This is a 1935 novel from the Anglo-Irish writer Elizabeth Bowen. I know her primarily for her novel The Death of the Heart, which always reminds me of the Cure song “Pictures of You”, but I think she’s also as well known for The Heat of the Day. This novel takes place primarily in Paris at a house on a single day. Henrietta has been promised a trip to Menton, the last town on the southern coast before you get to Italy. It’s a seaside town, and she’s very excited. She’s 11. In the meantime, she must wait for the adults to get themselves together. She’s told to hang out with Leopold, a slightly younger boy who also seems to be waiting for something to happen. What we find out is that Leopold, an adoptee, is waiting to meet his birth mother for the first time ever, and needless to say Henrietta doesn’t really feel generous with her excitement.
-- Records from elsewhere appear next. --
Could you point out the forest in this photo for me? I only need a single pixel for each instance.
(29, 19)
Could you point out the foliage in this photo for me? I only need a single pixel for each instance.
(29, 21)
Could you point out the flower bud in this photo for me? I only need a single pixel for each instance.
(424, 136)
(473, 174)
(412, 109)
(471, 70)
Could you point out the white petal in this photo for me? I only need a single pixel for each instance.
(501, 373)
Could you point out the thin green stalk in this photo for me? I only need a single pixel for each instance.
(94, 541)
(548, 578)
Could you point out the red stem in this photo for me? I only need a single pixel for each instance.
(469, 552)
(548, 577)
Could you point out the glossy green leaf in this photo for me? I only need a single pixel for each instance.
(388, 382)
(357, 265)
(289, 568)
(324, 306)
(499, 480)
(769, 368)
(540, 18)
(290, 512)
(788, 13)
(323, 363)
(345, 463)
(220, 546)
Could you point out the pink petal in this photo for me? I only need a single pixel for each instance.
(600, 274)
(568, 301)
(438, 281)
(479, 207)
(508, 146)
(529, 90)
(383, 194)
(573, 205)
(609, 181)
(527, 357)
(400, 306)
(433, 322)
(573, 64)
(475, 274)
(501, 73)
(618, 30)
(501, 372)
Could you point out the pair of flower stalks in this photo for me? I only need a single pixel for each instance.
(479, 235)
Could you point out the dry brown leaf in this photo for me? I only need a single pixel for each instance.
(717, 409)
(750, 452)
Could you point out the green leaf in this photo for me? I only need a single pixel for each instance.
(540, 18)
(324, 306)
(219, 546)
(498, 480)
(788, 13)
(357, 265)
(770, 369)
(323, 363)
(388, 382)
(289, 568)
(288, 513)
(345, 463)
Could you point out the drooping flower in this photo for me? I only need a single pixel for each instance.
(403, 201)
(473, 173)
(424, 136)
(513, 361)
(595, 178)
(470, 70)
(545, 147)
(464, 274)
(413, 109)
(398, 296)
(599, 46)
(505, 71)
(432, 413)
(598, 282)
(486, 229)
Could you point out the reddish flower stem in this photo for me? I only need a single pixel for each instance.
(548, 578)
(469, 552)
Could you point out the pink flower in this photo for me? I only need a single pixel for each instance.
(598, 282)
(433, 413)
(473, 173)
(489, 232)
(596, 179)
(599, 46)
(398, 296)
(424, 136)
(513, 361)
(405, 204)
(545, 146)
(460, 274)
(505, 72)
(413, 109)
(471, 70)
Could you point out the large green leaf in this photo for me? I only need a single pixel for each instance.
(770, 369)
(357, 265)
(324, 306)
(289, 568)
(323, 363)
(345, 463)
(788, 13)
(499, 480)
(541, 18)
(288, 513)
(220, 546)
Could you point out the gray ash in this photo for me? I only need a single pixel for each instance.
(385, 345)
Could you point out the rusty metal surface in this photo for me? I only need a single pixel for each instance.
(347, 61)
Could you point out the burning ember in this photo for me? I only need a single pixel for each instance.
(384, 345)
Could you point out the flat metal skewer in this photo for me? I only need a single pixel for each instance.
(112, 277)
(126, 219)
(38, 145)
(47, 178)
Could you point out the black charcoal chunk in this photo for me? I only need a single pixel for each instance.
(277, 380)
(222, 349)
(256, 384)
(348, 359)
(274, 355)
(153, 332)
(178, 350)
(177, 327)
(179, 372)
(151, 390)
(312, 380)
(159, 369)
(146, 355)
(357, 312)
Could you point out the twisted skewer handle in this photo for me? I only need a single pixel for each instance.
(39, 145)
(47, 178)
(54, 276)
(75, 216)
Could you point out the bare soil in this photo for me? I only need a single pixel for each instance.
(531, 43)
The novel then jumps back in time to tell the family history that predates these children and leads us up to the present again. We close one last time in the present moment.
The novel is not quite as big M “Modernist” as a Virginia Woolf novel, but does seem to be influenced by her writing, especially I’d say To the Lighthouse. There’s a clear sense of the past being always overlaid on top of the present here. There’s also a very present and prescient narrative voice at play incisively scouring these figures. That voice is almost otherworldly and strange (in good ways) in the opening chapter of the “Past” section.